O caminho de Malheiros cruzou com o cinema graças ao antigo programa Mais Educação, do governo federal, que de acordo com ele é “cheio de talentos para serem descobertos”, como no Querô.

“Eu sou um jovem negro da periferia e iniciativas como essas são ferramentas de transformação para jovens como eu, que não têm perspectiva e estão próximos do caminho das drogas.”

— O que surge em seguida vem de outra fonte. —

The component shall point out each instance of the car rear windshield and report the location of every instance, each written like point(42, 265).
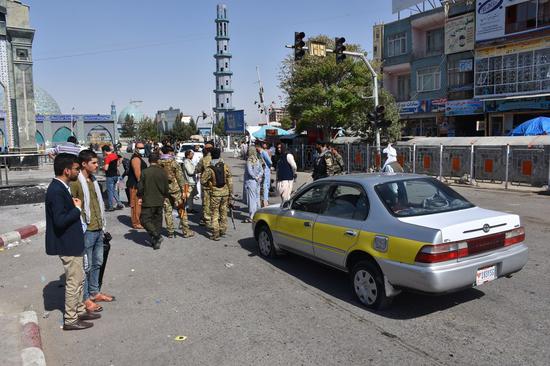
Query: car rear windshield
point(415, 197)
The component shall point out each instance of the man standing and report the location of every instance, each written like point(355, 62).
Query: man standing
point(179, 192)
point(137, 165)
point(153, 190)
point(189, 175)
point(110, 166)
point(87, 190)
point(218, 177)
point(201, 166)
point(339, 165)
point(323, 166)
point(65, 238)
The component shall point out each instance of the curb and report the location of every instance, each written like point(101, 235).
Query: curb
point(31, 352)
point(22, 233)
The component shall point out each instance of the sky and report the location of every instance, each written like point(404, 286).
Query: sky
point(88, 54)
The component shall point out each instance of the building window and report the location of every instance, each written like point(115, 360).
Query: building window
point(513, 74)
point(397, 44)
point(521, 17)
point(428, 79)
point(403, 87)
point(434, 41)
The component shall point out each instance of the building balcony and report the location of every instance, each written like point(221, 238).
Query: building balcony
point(222, 55)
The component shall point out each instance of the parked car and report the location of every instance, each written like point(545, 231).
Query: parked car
point(394, 232)
point(180, 155)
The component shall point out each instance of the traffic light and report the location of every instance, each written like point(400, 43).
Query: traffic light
point(299, 45)
point(339, 49)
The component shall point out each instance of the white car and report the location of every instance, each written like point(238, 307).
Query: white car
point(180, 155)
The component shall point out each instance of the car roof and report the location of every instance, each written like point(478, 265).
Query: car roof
point(374, 178)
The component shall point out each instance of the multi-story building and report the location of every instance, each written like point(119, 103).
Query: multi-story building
point(469, 68)
point(512, 62)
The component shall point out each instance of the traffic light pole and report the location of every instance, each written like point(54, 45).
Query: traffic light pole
point(362, 56)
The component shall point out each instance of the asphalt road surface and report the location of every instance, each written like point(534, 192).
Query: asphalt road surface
point(235, 308)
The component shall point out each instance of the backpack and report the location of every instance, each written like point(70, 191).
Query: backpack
point(218, 179)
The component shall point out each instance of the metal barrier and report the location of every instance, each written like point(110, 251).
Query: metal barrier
point(496, 164)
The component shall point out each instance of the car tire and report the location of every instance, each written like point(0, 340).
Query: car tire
point(368, 285)
point(265, 242)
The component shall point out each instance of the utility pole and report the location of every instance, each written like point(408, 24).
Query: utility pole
point(261, 94)
point(363, 57)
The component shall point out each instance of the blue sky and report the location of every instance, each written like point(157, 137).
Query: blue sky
point(90, 53)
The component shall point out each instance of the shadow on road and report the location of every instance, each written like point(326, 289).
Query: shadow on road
point(336, 284)
point(54, 295)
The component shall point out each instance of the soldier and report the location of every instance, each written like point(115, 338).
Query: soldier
point(339, 166)
point(205, 194)
point(323, 166)
point(179, 192)
point(217, 176)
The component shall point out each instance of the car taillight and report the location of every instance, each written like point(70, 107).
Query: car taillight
point(514, 236)
point(442, 252)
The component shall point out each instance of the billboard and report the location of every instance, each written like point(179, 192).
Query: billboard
point(398, 5)
point(234, 122)
point(460, 34)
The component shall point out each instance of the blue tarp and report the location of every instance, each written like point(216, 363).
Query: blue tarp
point(260, 134)
point(533, 127)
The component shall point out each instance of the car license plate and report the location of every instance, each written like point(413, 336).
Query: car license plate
point(485, 275)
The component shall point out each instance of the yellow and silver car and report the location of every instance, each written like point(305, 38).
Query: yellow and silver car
point(394, 232)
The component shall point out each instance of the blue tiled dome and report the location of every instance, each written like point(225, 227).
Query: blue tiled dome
point(44, 103)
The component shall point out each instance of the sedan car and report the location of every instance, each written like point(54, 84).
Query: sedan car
point(394, 232)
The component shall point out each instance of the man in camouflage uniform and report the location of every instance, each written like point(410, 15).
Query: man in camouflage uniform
point(324, 164)
point(339, 165)
point(218, 177)
point(205, 190)
point(176, 184)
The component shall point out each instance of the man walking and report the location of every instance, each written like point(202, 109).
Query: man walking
point(153, 190)
point(201, 166)
point(110, 166)
point(65, 238)
point(218, 177)
point(179, 192)
point(137, 165)
point(87, 190)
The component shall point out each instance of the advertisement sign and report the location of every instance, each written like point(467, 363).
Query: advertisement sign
point(489, 19)
point(464, 107)
point(234, 121)
point(460, 34)
point(410, 107)
point(398, 5)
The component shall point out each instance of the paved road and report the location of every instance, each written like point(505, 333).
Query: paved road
point(236, 308)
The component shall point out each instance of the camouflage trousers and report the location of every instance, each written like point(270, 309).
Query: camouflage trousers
point(169, 204)
point(219, 206)
point(206, 207)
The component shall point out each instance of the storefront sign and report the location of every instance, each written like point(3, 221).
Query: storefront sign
point(517, 105)
point(438, 105)
point(489, 19)
point(463, 107)
point(460, 34)
point(410, 107)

Mesmo com essa temática e do modo como “Sócrates” foi produzido, o ator diz que a ideia nunca foi militar por meio do filme. “Nós não levantamos bandeiras, nós estamos falando de uma vida normal. Tocamos em rejeição, homofobia, negritude, juventude, periferia, estrutura familiar, falamos de várias coisas. Então as pessoas assistem ao filme e podem se identificar com diversos aspectos do personagem.”

A cena mais difícil de fazer, conta Malheiros, foi a que o protagonista precisa comer restos de comida do lixo, algo que o remeteu a seu passado, quando chegou a passar fome. “Todos esses jovens que trabalharam no filme têm um pouco de Sócrates.”